Ectonucleotide pyrophosphatase/phosphodiesterase family member 1 (PC-1, CD203a) is an enzyme that in humans is encoded by the ENPP1 gene.

Structure 
This gene is a member of the ecto-nucleotide pyrophosphatase/phosphodiesterase (ENPP) family. The encoded protein is a type II transmembrane glycoprotein comprising two identical disulfide-bonded subunits.

Function 
ENPP1 has broad specificity and cleaves a variety of substrates, including phosphodiester bonds of nucleotides and nucleotide sugars. ENPP1 protein may function to hydrolyze nucleoside 5' triphosphates to their corresponding monophosphates and may also hydrolyze diadenosine polyphosphates. 
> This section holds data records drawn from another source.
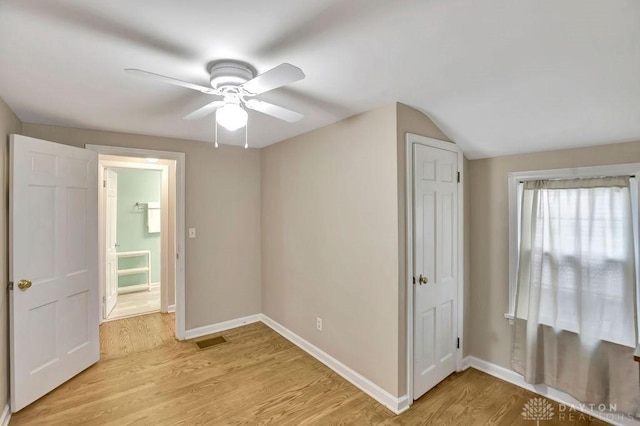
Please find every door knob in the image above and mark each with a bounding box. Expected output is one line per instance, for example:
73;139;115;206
18;280;31;291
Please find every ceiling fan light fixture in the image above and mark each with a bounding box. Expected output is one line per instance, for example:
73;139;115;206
216;104;248;132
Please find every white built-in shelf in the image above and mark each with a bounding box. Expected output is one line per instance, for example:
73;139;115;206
117;250;151;292
118;267;149;276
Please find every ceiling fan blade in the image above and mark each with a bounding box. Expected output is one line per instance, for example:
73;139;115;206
124;68;220;95
182;101;224;120
245;99;304;123
240;63;304;95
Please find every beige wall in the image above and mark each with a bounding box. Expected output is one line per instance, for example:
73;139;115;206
0;99;22;409
262;104;404;395
22;123;261;329
467;142;640;368
396;103;458;395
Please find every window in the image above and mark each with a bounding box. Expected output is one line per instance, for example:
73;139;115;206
505;165;640;346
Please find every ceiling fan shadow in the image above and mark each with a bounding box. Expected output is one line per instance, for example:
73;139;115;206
21;2;195;59
278;87;357;119
255;0;392;56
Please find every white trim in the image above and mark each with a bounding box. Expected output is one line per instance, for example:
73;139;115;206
0;402;11;426
118;284;157;294
261;314;409;414
185;314;262;340
405;133;464;405
85;144;186;340
505;163;640;324
463;356;640;426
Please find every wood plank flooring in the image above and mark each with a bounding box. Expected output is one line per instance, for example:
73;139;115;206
10;314;604;426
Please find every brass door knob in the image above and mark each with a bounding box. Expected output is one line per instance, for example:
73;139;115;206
18;280;31;291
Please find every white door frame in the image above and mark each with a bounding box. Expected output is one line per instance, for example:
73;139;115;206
98;157;169;316
85;144;185;340
405;133;464;405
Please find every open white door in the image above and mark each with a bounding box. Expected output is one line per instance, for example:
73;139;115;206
104;168;118;318
9;135;100;412
413;144;458;399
The main substrate of ENNP1 is adenosine triphosphate (ATP), which is cleaved into adenosine monophosphate (AMP) and diphosphate.  Another notable nucleotide substrate is nicotinamide adenine dinucleotide (NAD+) which can be hydrolyzed to produce AMP. ADPR can also be hydrolyzed by ENNP1 to produce AMP.

Clinical significance 
Mutations in this gene have been associated with Generalized arterial calcification of infancy, ossification of the posterior longitudinal ligament of the spine (OPLL), Hypophosphatemic rickets autosomal recessive 2 (ARHR2), and insulin resistance.

In a tumor microenvironment, AMP generated by ENNP1 can lead to production of adenosine, which suppresses the anti-cancer function of the immune system.

Interactions 

Ectonucleotide pyrophosphatase/phosphodiesterase 1 has been shown to interact with Insulin receptor.